Less private, not more
There are three major problems:
Tracking around the web will still be valuable. Because the method employed by Google categorises users based on visited domain names and does so based on random divisions of the space of all possible browser histories, ad networks must combine the cohorts they are told users belong to with other data they have on these users in order to gradually learn what kind of interests particular cohorts stand for. They will use their existing tracking data in order to infer these interests, and finding means to track you around the web without cookies will remain valuable just to derive better information about what particular cohorts mean.
Cohorts can be more privacy-invasive than tracking based on cookies. Ad networks can only see that you visit a certain website if their ads are actually embedded on that website. But your web browser can calculate your cohort based on your entire browsing history. This means that telling an ad network your cohort can reveal information about your interests that the network would not otherwise have known.
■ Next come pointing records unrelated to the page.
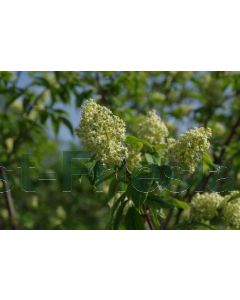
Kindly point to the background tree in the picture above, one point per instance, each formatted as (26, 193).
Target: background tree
(34, 108)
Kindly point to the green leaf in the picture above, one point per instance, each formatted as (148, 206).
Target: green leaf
(133, 220)
(68, 124)
(177, 203)
(132, 140)
(119, 214)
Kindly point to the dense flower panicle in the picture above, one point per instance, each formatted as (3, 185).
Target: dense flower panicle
(102, 133)
(205, 206)
(189, 147)
(231, 210)
(152, 128)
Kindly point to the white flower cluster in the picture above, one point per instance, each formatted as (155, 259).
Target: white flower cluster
(231, 210)
(152, 128)
(189, 147)
(102, 133)
(205, 206)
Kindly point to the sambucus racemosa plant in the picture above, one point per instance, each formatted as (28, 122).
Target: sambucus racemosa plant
(153, 170)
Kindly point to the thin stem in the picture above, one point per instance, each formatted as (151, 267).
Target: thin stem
(8, 199)
(148, 217)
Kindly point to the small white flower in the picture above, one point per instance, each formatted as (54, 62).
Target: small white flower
(102, 133)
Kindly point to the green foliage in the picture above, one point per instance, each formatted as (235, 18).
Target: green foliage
(33, 112)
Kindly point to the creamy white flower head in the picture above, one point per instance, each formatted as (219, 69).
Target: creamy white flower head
(231, 210)
(152, 128)
(189, 147)
(205, 206)
(103, 133)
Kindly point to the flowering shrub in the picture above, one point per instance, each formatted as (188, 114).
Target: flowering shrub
(147, 200)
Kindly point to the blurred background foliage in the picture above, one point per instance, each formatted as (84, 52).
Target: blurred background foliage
(39, 112)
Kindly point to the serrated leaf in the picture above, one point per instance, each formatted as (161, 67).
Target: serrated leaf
(133, 220)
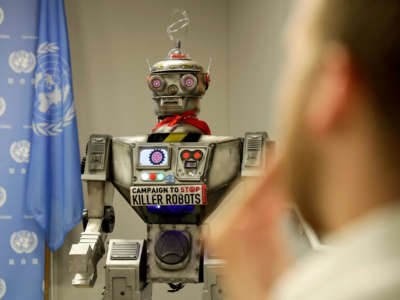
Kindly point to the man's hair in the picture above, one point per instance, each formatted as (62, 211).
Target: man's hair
(370, 30)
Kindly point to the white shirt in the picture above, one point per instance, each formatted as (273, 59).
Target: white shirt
(362, 264)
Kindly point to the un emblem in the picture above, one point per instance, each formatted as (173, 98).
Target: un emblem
(3, 196)
(3, 288)
(53, 106)
(1, 15)
(2, 106)
(22, 61)
(20, 150)
(24, 242)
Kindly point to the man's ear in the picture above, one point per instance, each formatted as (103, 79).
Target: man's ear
(332, 93)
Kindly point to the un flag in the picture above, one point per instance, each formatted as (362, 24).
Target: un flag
(54, 189)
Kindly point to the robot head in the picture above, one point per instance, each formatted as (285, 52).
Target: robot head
(177, 83)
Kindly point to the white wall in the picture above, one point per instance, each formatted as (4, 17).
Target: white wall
(255, 59)
(110, 41)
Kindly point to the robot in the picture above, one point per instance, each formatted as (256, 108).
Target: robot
(173, 178)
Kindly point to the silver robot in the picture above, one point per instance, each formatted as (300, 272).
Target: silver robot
(173, 179)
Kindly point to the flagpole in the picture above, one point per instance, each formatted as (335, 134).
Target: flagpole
(47, 274)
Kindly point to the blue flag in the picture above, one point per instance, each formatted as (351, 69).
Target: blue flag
(54, 188)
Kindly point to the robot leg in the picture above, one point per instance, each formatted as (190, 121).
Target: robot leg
(126, 271)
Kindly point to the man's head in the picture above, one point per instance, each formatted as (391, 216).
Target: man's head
(342, 120)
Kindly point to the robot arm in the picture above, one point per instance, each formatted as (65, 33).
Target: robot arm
(98, 218)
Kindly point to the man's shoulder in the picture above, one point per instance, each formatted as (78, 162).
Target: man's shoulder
(345, 279)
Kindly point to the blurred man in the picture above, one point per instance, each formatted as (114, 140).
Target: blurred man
(339, 163)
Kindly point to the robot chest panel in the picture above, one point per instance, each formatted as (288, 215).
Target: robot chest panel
(139, 162)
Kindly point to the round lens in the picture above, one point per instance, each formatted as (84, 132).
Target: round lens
(197, 155)
(189, 82)
(185, 155)
(156, 83)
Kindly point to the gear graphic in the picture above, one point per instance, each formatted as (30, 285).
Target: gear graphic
(157, 157)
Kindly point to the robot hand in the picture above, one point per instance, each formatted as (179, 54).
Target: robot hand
(86, 254)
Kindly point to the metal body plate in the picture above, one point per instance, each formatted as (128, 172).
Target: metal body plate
(162, 195)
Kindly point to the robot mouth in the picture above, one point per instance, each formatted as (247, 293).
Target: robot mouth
(171, 101)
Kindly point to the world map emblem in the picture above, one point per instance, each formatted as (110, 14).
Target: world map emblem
(22, 61)
(3, 196)
(1, 15)
(20, 150)
(2, 106)
(24, 242)
(53, 105)
(3, 288)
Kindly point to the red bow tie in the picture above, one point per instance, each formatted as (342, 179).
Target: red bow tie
(186, 117)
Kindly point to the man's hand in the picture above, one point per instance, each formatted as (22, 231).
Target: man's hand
(246, 232)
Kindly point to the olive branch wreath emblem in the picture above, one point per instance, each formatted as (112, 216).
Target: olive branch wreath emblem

Additionally, certain cohorts could consist primarily of users that have visited a domain name of a website revealing a particularly sensitive interest (for example a website about a particular illness). Google acknowledges this problem in a paper but also admits that in order to solve it (by blocking your browser from reporting potentially sensitive cohorts), they must make a trade-off between your privacy and the utility of their system.
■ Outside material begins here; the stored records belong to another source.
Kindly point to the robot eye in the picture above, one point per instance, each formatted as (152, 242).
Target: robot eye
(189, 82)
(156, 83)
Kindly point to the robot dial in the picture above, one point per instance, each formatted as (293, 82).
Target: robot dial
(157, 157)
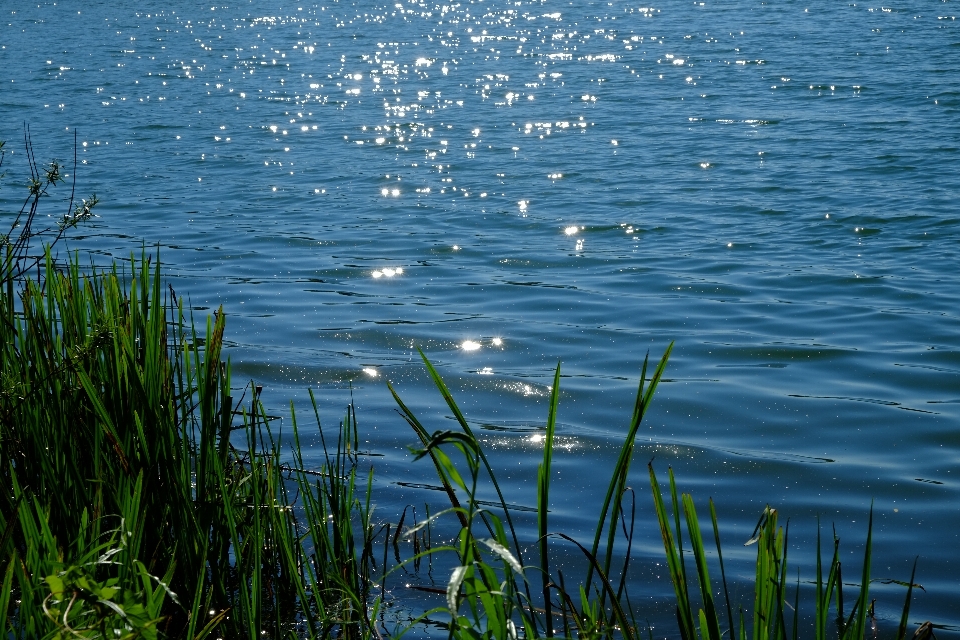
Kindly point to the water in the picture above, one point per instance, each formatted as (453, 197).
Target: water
(772, 185)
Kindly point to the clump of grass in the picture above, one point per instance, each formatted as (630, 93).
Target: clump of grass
(774, 617)
(142, 499)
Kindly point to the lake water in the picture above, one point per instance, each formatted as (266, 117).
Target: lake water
(773, 185)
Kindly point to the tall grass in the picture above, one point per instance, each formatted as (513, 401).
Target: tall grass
(144, 498)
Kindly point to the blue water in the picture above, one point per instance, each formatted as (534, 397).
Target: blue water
(509, 184)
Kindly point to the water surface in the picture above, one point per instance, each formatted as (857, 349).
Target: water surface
(509, 184)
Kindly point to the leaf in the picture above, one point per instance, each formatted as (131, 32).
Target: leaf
(453, 589)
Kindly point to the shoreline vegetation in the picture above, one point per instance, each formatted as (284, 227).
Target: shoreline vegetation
(147, 496)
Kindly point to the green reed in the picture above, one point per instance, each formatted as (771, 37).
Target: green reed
(699, 619)
(142, 498)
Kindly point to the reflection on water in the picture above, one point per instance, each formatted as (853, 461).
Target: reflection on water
(508, 184)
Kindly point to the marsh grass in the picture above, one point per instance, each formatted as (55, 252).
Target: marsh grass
(143, 498)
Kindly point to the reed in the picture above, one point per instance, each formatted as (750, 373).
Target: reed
(142, 499)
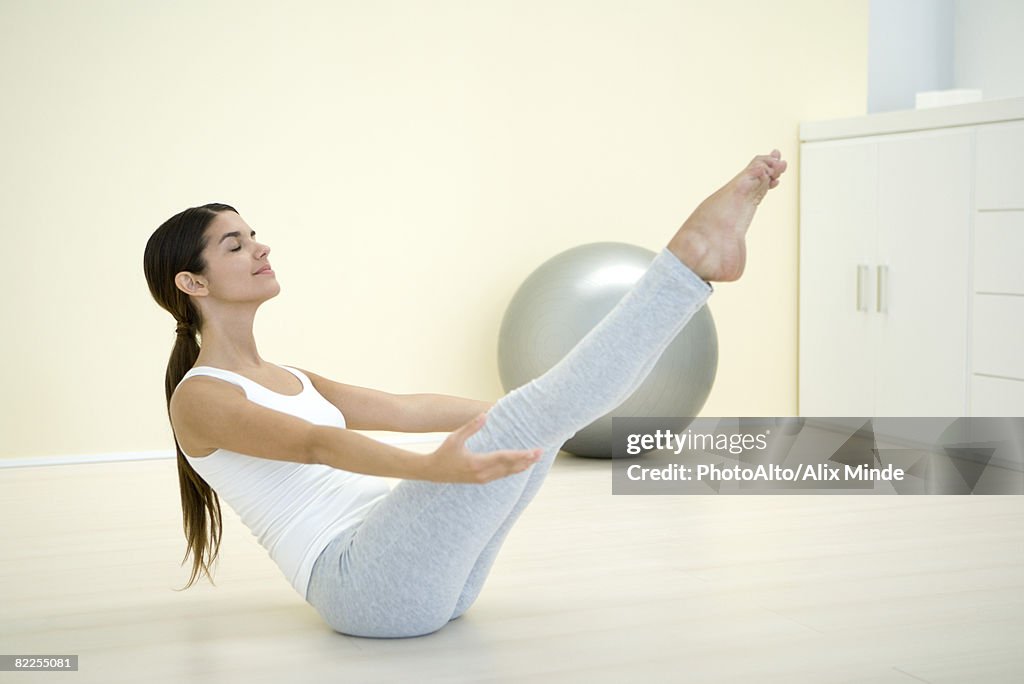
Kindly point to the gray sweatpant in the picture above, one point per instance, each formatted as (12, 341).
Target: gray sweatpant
(420, 557)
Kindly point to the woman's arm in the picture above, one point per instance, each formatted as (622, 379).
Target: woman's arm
(367, 409)
(209, 414)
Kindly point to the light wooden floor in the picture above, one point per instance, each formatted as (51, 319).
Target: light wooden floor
(590, 588)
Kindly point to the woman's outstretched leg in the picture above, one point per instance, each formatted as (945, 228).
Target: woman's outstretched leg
(408, 564)
(730, 207)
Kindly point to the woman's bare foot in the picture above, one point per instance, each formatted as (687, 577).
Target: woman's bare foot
(712, 242)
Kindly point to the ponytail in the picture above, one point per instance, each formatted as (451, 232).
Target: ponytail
(200, 505)
(175, 247)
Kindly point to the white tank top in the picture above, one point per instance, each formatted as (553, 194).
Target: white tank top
(294, 510)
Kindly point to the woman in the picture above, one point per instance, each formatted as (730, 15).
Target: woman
(270, 439)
Cohorts can be used to refine already existing tracking techniques. Unfortunately, cookies are not the only way to identify users on the web. Websites and ad networks can also request and combine information such as your screen size and which fonts you have installed, creating a unique “fingerprint” of your browser. The cohort your browser reports provides additional information for fingerprinters, making you more distinguishable, not less.
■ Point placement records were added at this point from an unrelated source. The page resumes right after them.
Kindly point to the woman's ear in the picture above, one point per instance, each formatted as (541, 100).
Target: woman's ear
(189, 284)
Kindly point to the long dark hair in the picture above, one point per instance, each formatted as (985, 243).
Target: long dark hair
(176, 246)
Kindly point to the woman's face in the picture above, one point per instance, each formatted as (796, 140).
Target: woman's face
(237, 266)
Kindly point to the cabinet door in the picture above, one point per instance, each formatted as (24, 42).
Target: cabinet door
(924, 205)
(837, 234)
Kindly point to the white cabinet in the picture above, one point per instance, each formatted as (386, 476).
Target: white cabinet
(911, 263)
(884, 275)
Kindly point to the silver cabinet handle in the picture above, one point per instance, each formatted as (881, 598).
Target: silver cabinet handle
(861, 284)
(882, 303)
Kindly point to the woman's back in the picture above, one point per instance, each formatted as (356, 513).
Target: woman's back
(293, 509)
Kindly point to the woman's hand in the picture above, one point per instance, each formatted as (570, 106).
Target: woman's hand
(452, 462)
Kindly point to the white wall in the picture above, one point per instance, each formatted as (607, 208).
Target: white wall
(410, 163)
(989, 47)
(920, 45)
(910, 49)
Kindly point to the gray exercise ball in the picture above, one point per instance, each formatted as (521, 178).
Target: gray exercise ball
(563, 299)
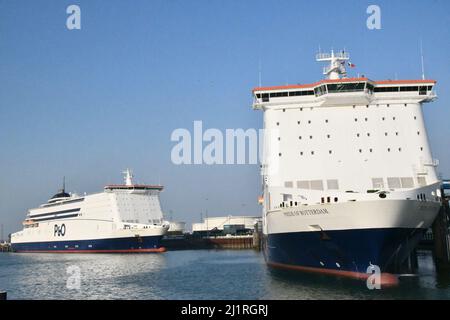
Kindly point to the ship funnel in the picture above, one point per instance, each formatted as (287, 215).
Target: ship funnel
(128, 177)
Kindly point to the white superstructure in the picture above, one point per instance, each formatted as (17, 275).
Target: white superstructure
(122, 218)
(346, 154)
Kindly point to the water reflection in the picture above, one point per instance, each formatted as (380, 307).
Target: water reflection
(199, 274)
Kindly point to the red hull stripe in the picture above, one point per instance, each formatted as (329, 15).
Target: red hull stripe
(387, 279)
(162, 249)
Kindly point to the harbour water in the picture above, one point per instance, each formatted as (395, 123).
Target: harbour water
(193, 274)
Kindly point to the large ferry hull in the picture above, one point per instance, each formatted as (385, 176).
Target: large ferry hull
(342, 251)
(346, 239)
(144, 244)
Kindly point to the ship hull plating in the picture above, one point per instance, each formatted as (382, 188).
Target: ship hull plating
(144, 244)
(319, 239)
(341, 251)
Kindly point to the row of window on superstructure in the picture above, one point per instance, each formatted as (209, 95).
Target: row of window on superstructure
(377, 183)
(343, 87)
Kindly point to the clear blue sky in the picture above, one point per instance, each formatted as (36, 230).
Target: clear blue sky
(86, 104)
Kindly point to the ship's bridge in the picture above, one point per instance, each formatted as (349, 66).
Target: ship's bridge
(339, 90)
(345, 91)
(131, 187)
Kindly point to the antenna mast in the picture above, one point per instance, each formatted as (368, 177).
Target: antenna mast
(421, 58)
(336, 68)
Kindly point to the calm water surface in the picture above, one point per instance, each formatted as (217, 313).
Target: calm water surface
(199, 274)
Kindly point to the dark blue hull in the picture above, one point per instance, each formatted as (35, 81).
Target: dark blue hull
(342, 250)
(111, 245)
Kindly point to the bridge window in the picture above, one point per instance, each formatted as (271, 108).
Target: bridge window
(301, 93)
(278, 94)
(345, 87)
(413, 88)
(386, 89)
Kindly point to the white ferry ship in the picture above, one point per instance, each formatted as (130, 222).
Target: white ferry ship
(348, 175)
(122, 218)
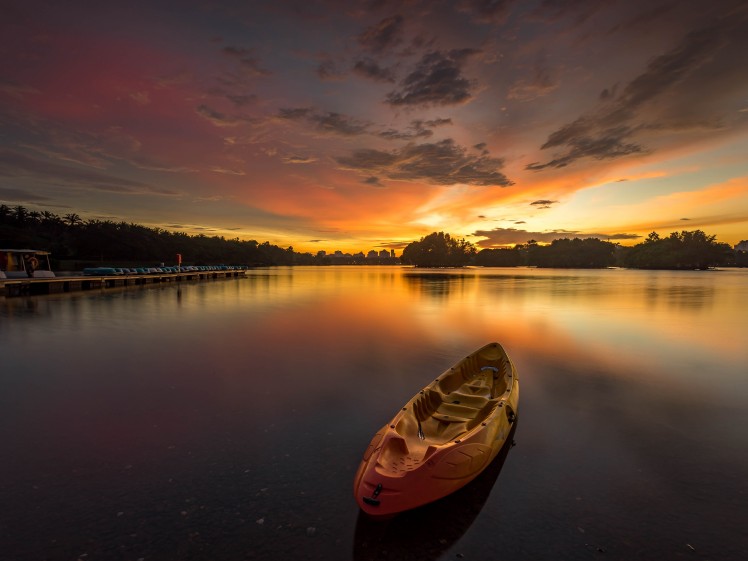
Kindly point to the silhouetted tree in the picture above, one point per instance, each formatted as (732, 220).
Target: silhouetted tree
(685, 250)
(590, 253)
(499, 258)
(438, 250)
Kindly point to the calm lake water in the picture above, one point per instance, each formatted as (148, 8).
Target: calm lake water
(225, 420)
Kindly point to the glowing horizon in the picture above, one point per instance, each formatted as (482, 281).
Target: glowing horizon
(342, 126)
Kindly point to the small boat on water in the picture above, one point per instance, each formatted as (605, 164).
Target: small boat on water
(24, 264)
(443, 437)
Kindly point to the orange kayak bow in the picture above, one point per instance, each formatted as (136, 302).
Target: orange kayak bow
(442, 438)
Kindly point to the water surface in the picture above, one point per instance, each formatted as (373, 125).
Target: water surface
(225, 420)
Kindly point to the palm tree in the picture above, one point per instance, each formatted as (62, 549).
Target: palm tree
(22, 214)
(73, 219)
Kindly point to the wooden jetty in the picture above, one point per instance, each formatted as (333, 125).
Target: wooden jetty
(56, 285)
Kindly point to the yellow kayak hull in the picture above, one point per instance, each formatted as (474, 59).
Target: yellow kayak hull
(443, 437)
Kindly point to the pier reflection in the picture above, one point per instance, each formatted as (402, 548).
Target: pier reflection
(428, 532)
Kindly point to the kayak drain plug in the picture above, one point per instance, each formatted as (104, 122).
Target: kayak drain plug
(373, 501)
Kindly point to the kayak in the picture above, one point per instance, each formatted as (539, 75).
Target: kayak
(445, 436)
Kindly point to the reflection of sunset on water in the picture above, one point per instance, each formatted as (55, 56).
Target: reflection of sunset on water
(197, 410)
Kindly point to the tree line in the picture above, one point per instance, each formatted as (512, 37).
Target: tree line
(79, 243)
(686, 250)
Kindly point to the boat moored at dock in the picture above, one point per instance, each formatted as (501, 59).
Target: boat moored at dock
(25, 264)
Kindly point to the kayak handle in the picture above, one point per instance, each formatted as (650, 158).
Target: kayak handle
(373, 501)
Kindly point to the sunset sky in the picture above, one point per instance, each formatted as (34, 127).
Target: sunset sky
(356, 125)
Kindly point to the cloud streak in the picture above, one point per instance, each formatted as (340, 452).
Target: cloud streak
(609, 132)
(439, 163)
(436, 80)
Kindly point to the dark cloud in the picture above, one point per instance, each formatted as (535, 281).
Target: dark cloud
(369, 68)
(248, 63)
(487, 11)
(19, 195)
(373, 180)
(329, 123)
(508, 236)
(328, 70)
(294, 159)
(608, 144)
(18, 165)
(441, 163)
(384, 35)
(609, 131)
(240, 100)
(543, 203)
(436, 80)
(295, 113)
(335, 123)
(418, 129)
(220, 119)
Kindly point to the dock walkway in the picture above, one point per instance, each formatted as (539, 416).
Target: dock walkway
(56, 285)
In summary, Google’s new mechanism may well make you less private, not more private as you browse the web. Instead, it merely repurposes your browser into an additional tool to learn what you like. Instead of the browser working solely in your interest, it will work in the interest of advertisers.
(Contribution by: Benedikt Gollatz, EDRi member, Epicenter.works)
1 For the more mathematically inclined, the method used to find similar browsing histories is repeated calculation of the similarity measure described in section 3 of Moses S. Charikar: Similarity estimation techniques from rounding algorithms (2002). The vector u consists of a “one-hot” encoding of hashes of visited domain names (it is the characteristic vector of the subset of visited domain name hashes in the set of all domain name hashes). The components of the hyperplane normals r are derived from these hashes and the number of the plane, which can be done decentrally in a deterministic manner. The implementation can be found in the chromium source code repository.